Standing on the weather side of the wheel when the schooner was struck, he had saved himself from going overboard by clinging to it. Now he scrambled to the upper side of the house, and holding on to the weather-rail, began to hack desperately at the lanyards of the main rigging with his sheath-knife. If only the masts would break off and relieve the vessel of that awful weight of soaked canvas, she might right herself.
One after another the lanyards snap like strained harpstrings. There! the rigging has gone and the mast cracks. Now for the fore rigging! How he reached it the boy never knew; in fact he afterwards had very little recollection of what he did amid the terrible excitement of those two minutes; but he did reach and cut it.
Then there came a rending of wood as the tough masts broke off. Then slowly, very slowly, the vessel righted herself, and once more rode on an even keel, though half full of water, and as sad a looking wreck as ever floated.
As she righted, the after companion-way was burst open by the mighty effort of those beneath the slide, and they rushed out gasping for breath and with glaring eyes. They had been very nearly suffocated by steam and gas generated by the water pouring down the funnel on the glowing coals in the cabin stove.

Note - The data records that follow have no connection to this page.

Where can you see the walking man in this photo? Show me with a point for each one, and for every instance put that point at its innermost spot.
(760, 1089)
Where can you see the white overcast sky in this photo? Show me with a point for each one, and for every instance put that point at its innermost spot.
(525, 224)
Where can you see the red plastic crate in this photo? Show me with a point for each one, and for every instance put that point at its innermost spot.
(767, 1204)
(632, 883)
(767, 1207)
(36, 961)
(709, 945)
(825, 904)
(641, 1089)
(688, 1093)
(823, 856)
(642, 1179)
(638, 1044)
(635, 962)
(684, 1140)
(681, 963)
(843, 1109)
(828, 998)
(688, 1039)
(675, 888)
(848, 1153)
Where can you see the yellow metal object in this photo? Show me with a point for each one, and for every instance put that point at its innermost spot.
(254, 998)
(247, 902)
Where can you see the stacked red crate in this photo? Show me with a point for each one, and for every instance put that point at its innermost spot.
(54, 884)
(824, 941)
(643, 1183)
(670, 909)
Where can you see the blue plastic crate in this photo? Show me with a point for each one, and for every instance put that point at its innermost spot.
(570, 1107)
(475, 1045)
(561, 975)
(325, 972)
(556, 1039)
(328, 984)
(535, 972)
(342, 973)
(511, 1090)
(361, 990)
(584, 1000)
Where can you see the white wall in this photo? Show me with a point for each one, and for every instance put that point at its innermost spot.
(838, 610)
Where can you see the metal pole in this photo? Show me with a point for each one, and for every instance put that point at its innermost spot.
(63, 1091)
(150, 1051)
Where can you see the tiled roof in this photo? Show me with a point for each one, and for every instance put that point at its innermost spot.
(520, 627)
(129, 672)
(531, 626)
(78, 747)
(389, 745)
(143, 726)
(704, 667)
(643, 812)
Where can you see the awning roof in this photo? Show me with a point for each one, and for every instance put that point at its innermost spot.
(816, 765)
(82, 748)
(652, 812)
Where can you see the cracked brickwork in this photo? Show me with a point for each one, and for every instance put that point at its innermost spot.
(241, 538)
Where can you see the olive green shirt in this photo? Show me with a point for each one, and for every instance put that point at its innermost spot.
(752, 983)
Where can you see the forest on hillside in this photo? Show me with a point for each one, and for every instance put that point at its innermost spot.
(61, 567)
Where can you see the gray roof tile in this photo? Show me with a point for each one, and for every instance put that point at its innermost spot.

From the forecastle also emerged, one by one, the half-drowned figures of those who had been imprisoned in it. But for the prompt action of the brave boy on deck, they would never have left its flooded recesses. One of their number was missing, and he was the man whose place at the wheel Breeze had taken, and who had forced his way out as the vessel capsized, only to be drowned beneath the canvas of the foresail. He would be sincerely mourned later, but there was no time to think of him now. The others were still in too imminent peril of losing their own lives.
As the stricken craft rolled like a log in the sea-way, she pounded heavily against the masts and spars, which, still attached to her by the lee rigging and head-stays, floated close alongside. The danger that her planking might thus be crushed in was so great that, in spite of his own wretched condition, Captain Coffin saw it the moment he gained the deck. Calling upon the others to follow his example, he drew his knife and began to cut away the tangle of cordage that bound the vessel to this new enemy.
When it was finally cleared, the seine-boat, which was still dragging astern, was pulled up, and half the crew went in it to tow the mass of spars and canvas clear of the schooner, and save such of the sails as they could. The rest began to labor at the pumps, and to rig a jury-mast on which they might spread such sail as would carry her into port. The main-mast had snapped off so close to the deck as to leave nothing to which they might fasten a jury-spar; but of the foremast a stump some six feet high remained, and with this they hoped to accomplish their purpose.
While the skipper, Breeze, and two others were thus engaged, those at the pumps suddenly called out that the water was gaining on them, and that the vessel was about to founder.
It was only too true; the stanch little schooner had evidently made her last voyage, and would never again sail into Gloucester harbor. In fact, the water was gaining so rapidly that it was within a foot or two of her deck, and there was no time to lose in leaving her. Those in the seine-boat were fortunately within easy hail, and dropping their work, they quickly had it alongside.
There was no need of seeking an explanation of the rapid inflow of water. It was only too plain that gaping seams had been opened by the great strain of her masts and sails while the schooner lay on her beam ends. It was more than probable, also, that butts had been started here and there by the jagged ends of the heavy spars as they lay in the water pounding and grinding against her sides.